A preocupação dos titulares em eleger o pequeno comerciante de mercadoria contrafeita como inimigo público, não é, contudo, desprovida de propósito.

Com exceção da indústria dos games e do software, não se pode dizer que o Mercado Popular concorre com o setor industrial oficial, pois não há fungibilidade entre o consumidor que compra uma fragrância de uma grife francesa num dos shoppings da cidade, para com aquele trabalhador que quer exalar olor parecido ao do patrão, mas pagando dez reais pelo frasco.

Ou seja, o cliente ou freguês das grandes empresas não deixa de consumir os produtos oficiais, pelo fato de haver uma imitação-siamesa a venda por um décimo do preço. E também aquele que faz a poupança de poucos reais por mês, não aguardará um ano para adquirir o produto “original”, quando um substitutivo semelhante e acessível está disponível.

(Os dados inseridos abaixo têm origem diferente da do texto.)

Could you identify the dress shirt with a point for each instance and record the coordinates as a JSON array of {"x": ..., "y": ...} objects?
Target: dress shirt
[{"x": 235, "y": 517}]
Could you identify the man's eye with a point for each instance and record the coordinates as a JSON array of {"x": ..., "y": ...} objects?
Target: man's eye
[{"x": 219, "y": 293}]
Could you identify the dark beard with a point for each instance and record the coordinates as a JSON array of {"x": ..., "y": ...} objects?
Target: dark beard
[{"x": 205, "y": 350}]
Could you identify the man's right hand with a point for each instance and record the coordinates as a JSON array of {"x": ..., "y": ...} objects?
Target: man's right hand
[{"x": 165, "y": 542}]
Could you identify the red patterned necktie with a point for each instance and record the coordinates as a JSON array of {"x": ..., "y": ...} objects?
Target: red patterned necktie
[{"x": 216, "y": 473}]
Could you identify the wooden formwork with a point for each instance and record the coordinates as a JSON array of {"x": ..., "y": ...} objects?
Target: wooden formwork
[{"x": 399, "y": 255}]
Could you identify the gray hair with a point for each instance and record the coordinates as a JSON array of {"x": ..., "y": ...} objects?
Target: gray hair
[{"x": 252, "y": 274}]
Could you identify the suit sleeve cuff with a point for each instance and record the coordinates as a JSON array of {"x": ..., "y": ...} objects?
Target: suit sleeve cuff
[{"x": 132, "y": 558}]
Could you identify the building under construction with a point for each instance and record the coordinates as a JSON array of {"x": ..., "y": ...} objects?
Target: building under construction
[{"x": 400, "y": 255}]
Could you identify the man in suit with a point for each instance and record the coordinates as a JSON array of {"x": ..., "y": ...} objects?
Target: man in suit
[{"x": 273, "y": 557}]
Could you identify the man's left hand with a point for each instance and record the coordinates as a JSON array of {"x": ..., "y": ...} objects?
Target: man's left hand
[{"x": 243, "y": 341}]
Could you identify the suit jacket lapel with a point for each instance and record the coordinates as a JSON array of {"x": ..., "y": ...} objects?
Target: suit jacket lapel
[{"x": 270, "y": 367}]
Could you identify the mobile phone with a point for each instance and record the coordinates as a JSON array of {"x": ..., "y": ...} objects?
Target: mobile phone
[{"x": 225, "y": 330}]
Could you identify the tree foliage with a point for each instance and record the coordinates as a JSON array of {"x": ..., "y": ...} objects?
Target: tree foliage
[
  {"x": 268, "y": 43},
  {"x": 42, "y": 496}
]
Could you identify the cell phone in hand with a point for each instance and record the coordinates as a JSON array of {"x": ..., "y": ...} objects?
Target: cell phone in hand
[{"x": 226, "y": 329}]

A preocupação, portanto, dos proprietários de direitos é apenas com a chamada perda de “distintividade” do produto oficial, que passa a conviver nas ruas com alguns clones.  Pois em muito desagrada às madames (consumidoras) que compram bolsas ao preço de carros, verem pessoas simples no ponto de ônibus, segurando uma réplica do acessório que lhes dá, psicologicamente, a sensação de status.

Mas o combate dos sintomas (falsificação de produtos, contrafação, fraude ao fisco) da falha de mercado, de nada resolvem ou se aproximam à cura da “moléstia” (preços abusivos, alíquotas tributárias que quase chegam ao confisco, e a lavagem cerebral do consumismo), que continua a ser tratada por vias paliativas.

Entretanto, a verdadeira queda de braço entre o comércio mainstream e o paralelo não traz só prejuízos, como muitos podem pensar. O resultado disso pode ser diagnosticado nas grandes magazines que nos últimos anos reduziram – em muito – o preço dos CD’s e DVD’s, aproximando ao preço praticado pelos camelôs, mas pagando tributos, gerando empregos formais, e fornecendo lucro.

A minoração dos preços de um setor do comércio (a uma terça parte) mostra o quão aleatório, e desproporcional é a relação do custo para com o preço final ao consumidor. Mas, infelizmente, tal adequação de valores ainda se mostra tímida perante o restante do mercado.

Enquanto a indústria não se sensibilizar em praticar valores justos para seus produtos, continuará precisando taxar os ambulantes de antagonistas, e deixará o mercado consumidor entre sua conduta de “espoliador” e, do outro lado, os “piratas”.

Pedro Marcos Nunes
é mestrando em Direito Civil, especialista em Propriedade Intelectual, professor da Graduação em Direito da PUC-RIO, e sócio de Denis Borges Barbosa Advogados.